Key things to know if the conservatee dies during a conservatorship include:

End of Conservatorship: The conservatorship itself typically ends upon the death of the conservatee. At that point, the conservator's role and responsibilities also come to an end.

Estate Settlement: If the conservatee had Assets, the conservatorship may have been involved in managing those assets during the conservatee's lifetime. After the conservatee's death, the conservatorship's involvement in managing their Estate ends.

Transition to Probate or Heirs: After the death of the conservatee, any assets owned by the conservatee would typically pass to their Heirs or Beneficiaries according to their Last Will and Testament (if they had one) or through the Laws of Intestacy (if they did not have a will).

Executor or Administrator: If the conservatee had a will, the person or entity named as the Executor in the will would be responsible for Administering the Estate and distributing assets according to the will's instructions.

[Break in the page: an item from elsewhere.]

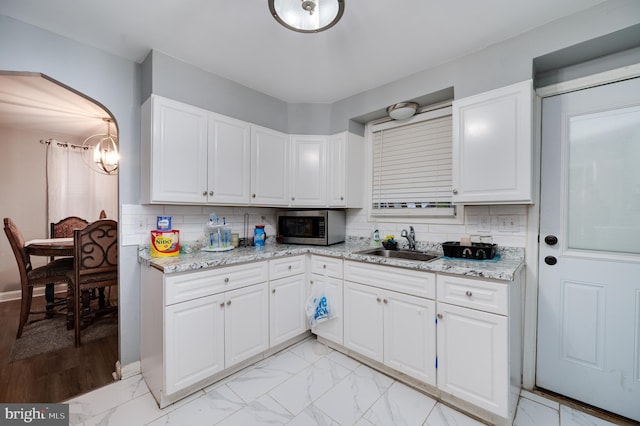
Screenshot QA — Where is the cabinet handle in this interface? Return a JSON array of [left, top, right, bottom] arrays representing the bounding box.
[[437, 313, 443, 320], [310, 280, 314, 285], [220, 303, 225, 308], [452, 189, 458, 194], [340, 196, 344, 200], [288, 265, 292, 270], [252, 193, 256, 198], [291, 197, 295, 201], [226, 300, 231, 306], [272, 289, 276, 294], [465, 291, 473, 297], [224, 277, 229, 283], [383, 299, 388, 304], [323, 264, 327, 269], [202, 191, 208, 196], [376, 297, 381, 303], [209, 191, 214, 196]]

If there was no will, Probate Court would appoint an Administrator to handle these tasks.

Final Accounting: The conservator may be required to provide a final accounting of their actions during the conservatorship to the court or to the estate's executor/administrator.

Conversely, if a conservator dies while still serving as the legal guardian or manager of a conservatee's affairs, the situation can become complex, as it introduces a gap in the management of the conservatee's affairs.

Key things to know when a conservator dies during a conservatorship include:

Immediate Actions: Upon the conservator's death, immediate actions may need to be taken to ensure the well-being and safety of the conservatee. If the conservatee is in need of ongoing care, arrangements might need to be made to ensure their health and safety.

Court Involvement: In many cases, conservatorships are court-appointed, and a court oversees the actions of the conservator. Upon the conservator's death, the court will need to be informed about the situation.

Appointment of Successor Conservator: Depending on circumstances, a court might appoint a Successor Conservator to take over the responsibilities of managing the conservatee's affairs. This could be someone the conservatee had previously nominated in their Estate Planning documents, or it could be another suitable individual or institution.

Temporary Management: If there is a delay in appointing a successor conservator, the court might take temporary measures to ensure the conservatee's immediate needs are met. This could involve designating a temporary guardian or conservator until a permanent solution is found.

Assets and Finances: If the conservator was responsible for managing the conservatee's financial affairs, steps may need to be taken to safeguard the conservatee's assets during the transition. This might involve freezing accounts or taking other protective measures.

Reporting to the Court: The successor conservator (or temporary Guardian) would likely need to report to the court on the status of the conservatee, the assets under their care, and any actions taken during the transition.

Legal Process: The process of appointing a new conservator involves legal procedures, including court hearings, assessments of the conservatee's needs, and legal documentation.

When handling the administration of a conservatorship or the settlement of an estate after the death of a conservator or conservatee, it's important to consult with an Elder Law Attorney, Estate Attorney, Probate Attorney, Guardianship Attorney, or Family Law Attorney.